The historic leasing activity in the second quarter was driven by Saddle Creek Logistics' decision in May to lease a new 1,114,575 square foot build-to-suit distribution facility at CenterPoint Intermodal Center in suburban Joliet. The transaction was the largest industrial transaction in the Midwest region up to that point, according to officials from Newmark Grubb Knight Frank, which represented Saddle Creek.
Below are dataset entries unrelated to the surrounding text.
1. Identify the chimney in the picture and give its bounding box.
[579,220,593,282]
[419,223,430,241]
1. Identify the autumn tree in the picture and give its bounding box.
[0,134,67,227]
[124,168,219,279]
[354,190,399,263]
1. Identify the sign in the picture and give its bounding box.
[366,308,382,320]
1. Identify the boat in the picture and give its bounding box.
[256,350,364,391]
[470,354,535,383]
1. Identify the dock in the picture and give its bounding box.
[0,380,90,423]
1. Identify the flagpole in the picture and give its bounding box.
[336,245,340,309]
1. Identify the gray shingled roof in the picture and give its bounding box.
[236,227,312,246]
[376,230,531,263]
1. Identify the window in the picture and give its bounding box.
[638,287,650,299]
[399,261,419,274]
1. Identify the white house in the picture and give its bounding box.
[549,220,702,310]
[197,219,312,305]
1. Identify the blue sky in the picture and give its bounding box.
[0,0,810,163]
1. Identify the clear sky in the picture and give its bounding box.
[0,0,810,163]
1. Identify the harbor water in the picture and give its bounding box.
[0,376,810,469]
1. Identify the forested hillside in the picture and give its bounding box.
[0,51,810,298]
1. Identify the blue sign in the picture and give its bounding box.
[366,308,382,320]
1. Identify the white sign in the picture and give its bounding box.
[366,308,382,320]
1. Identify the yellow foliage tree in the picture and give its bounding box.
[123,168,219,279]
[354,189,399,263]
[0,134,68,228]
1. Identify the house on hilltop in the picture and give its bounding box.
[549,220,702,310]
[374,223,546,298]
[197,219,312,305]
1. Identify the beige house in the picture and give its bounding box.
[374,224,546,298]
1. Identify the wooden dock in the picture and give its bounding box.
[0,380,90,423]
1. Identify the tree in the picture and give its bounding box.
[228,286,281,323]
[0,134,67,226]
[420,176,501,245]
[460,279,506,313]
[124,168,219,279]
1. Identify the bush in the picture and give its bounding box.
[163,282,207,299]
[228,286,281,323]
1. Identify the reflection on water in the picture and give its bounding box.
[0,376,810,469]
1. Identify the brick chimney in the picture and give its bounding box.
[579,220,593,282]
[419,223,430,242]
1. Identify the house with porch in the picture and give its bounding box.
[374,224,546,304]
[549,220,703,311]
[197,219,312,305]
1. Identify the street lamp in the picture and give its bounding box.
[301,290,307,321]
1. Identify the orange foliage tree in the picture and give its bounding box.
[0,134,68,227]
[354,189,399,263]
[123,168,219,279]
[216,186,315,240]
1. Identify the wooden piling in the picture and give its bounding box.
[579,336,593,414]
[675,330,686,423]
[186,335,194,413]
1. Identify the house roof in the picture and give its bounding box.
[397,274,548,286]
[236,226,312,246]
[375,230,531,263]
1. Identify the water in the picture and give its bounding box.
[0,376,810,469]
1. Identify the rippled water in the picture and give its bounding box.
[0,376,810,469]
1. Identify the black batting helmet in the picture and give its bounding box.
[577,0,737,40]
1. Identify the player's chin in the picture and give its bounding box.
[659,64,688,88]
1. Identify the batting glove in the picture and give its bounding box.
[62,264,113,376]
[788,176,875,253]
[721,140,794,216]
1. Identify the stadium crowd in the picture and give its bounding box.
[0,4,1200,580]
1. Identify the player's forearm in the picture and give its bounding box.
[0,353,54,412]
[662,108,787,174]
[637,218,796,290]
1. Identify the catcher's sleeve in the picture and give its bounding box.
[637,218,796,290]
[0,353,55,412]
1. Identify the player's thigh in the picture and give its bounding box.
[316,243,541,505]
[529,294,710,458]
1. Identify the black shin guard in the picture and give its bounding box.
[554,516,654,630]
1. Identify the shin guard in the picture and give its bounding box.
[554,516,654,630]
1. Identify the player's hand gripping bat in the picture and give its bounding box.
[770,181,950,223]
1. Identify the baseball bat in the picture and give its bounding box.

The top deals in the third were the Central American Group's leasing of 490,420 square feet at 815 Bluff Rd. in Romeoville, and Swap.com taking 361,176 square feet at 850 S. Veterans Pkwy. in Bolingbrook.
"The water cooler talk at every industry event and every office is about where we are in the cycle," Rosenberg adds, "and I think the user demand cycle has more legs and strong demand will continue at least through next year." The expansion of e-commerce will drive much of this, not just in Chicago, but throughout the nation. "More and more manufacturers are being required to ship directly to individual households," for example, and this will require the construction of many new distribution facilities.
Furthermore, even in the short term he "expects the leasing numbers to be higher in the fourth quarter than they were in the third. Some of our clients have come to us recently and said they were expanding and need about 50% more space. So that's a good sign."